The Delta variant is contributing to the displacement of the Alpha variant in the U.S. Its prevalence is now estimated to be at least 14%.
The Delta variant also appears to be causing surges in Portuguese, Russia, Indonesia, and many other countries.
Growth rates show that the Delta variant is growing faster than the Alpha variant.
A modeling study predicts that there is a “realistic possibility” that B.1.617.2 is 60% more transmissible than the Alpha variant (B.1.1.7).
Variant is defined by 19R, (G142D), 156del, 157del, R158G, L452R, T478K, D614G, P681R, D950N mutations in the spike protein.
Several of these mutations may impact on immune responses directed towards the key antigenic regions of receptor binding protein (452 and 478) and deletion of part of the N terminal domain (156 and 157).
P681R mutation changes an amino acid at a spot directly beside the furin cleavage site, a key step enabling the virus to invade human cells, thus enhancing viral infectivity.
The Delta plus variant was first found in India in April, 2021
The variant has also been found in nine other countries: USA, UK, Portugal, Switzerland, Japan, Poland, Nepal, Russia and China.
The variant contains an additional mutation called K417N on the spike protein. It has been suggested that this change slightly reduces binding affinity to ACE2.
Currently, it is uncertain whether this additional mutation is causing enhanced severity, transmissibility, and immune evasion of this Delta Plus variant compared to the Delta variant.
A recent study showed that the hamsters infected with B.1.617.1 demonstrated increased body weight loss, higher viral load in lungs and pronounced lung lesions as compared to B.1 variant. Further studies will be required to confirm its disease severity.
It is not clear whether this variant enhances the disease severity.
B.1.617 S protein-mediated entry was efficiently inhibited by Etesevimab (LY-CoV016), Imdevimab (REGN10987) and by a cocktail of Casirivimab (REGN10933) and Imdevimab.
B.1.617 was resistant against Bamlanivimab (LY-CoV555).
The current molecular tests detect most of the variants and thus are able to diagnose COVID-19 infection by such variants. Yet, the fine identification of the type of variants is still based on sequence analysis although multiplex PCR test are being evaluated.
Indeed, the current variants of concern show distinctive mutations in the spike protein. Due to such mutations, most diagnostic tests for COVID-19 have been designed by targeting not only the spike protein but also other conserved proteins. For example, molecular tests designed to detect multiple SARS-CoV-2 genes (i.e., multiplex reverse transcription polymerase chain reaction targeting ORF1ab, N, and E genes) are less susceptible to the effects of genetic variation than tests designed to detect a single gene. The FDA is also monitoring the potential effects of genetic variation in molecular tests that have received Emergency Use Authorization and provides information about the tests.
Overall, the precise characterization of the variants still relies on genomic sequencing analysis. For instance, CDC is currently increasing sequence surveillance to more than 6000 samples per week to efficiently monitor the variants of concerns and other emerging variants. COVID-19 caused by variants in the U.S. can be found here.
Use of a live virus assay showed that the B.1.617.1 variant is 6.8-fold more resistant to neutralization by sera from COVID-19 convalescent and Moderna and Pfizer vaccinated individuals.
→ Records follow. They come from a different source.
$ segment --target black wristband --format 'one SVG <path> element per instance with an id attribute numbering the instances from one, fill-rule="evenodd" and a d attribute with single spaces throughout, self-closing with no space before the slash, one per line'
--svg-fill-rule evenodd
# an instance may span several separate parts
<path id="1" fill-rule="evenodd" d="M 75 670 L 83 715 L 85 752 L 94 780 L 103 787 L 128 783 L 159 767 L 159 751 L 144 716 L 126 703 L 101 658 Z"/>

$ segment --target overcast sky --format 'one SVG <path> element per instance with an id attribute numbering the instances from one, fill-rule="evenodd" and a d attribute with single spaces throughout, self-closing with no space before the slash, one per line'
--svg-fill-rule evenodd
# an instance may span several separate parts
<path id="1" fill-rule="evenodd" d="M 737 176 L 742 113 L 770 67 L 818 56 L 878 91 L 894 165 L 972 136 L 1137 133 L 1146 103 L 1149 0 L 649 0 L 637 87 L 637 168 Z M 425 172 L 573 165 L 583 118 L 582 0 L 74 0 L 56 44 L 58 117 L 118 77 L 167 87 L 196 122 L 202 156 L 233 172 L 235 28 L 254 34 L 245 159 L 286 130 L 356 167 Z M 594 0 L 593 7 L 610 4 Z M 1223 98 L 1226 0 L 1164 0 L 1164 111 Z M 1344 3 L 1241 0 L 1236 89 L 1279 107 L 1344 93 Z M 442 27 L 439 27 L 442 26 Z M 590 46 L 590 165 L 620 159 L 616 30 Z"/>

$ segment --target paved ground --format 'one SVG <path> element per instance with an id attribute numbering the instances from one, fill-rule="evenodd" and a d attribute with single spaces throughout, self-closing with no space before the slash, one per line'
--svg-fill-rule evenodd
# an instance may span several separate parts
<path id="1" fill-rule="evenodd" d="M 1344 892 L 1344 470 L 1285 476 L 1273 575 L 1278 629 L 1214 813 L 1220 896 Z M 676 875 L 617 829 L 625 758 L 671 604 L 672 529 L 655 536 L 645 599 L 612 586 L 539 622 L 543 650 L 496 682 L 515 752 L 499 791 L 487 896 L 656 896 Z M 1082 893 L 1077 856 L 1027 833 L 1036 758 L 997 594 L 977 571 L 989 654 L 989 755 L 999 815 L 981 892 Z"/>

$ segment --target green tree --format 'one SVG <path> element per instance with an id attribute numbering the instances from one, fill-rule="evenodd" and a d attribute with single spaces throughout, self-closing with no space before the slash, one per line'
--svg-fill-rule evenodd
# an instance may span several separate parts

Despite this, a majority of the sera from convalescent individuals and all sera from vaccinated individuals were still able to neutralize the B.1.617.1 variant.
Protective immunity by the mRNA vaccines tested here are likely retained against the B.1.617.1 variant. This needs to be further evaluated by evaluating clinical data from vaccinated individuals.
In the U.K. trial, efficacy of 2-dose Pfizer vaccine against this variant was 87.9% (93.4% against B.1.1.7); 2-dose AstraZeneca showed 59.8% efficacy against this variant and 66.1% against B.1.1.7.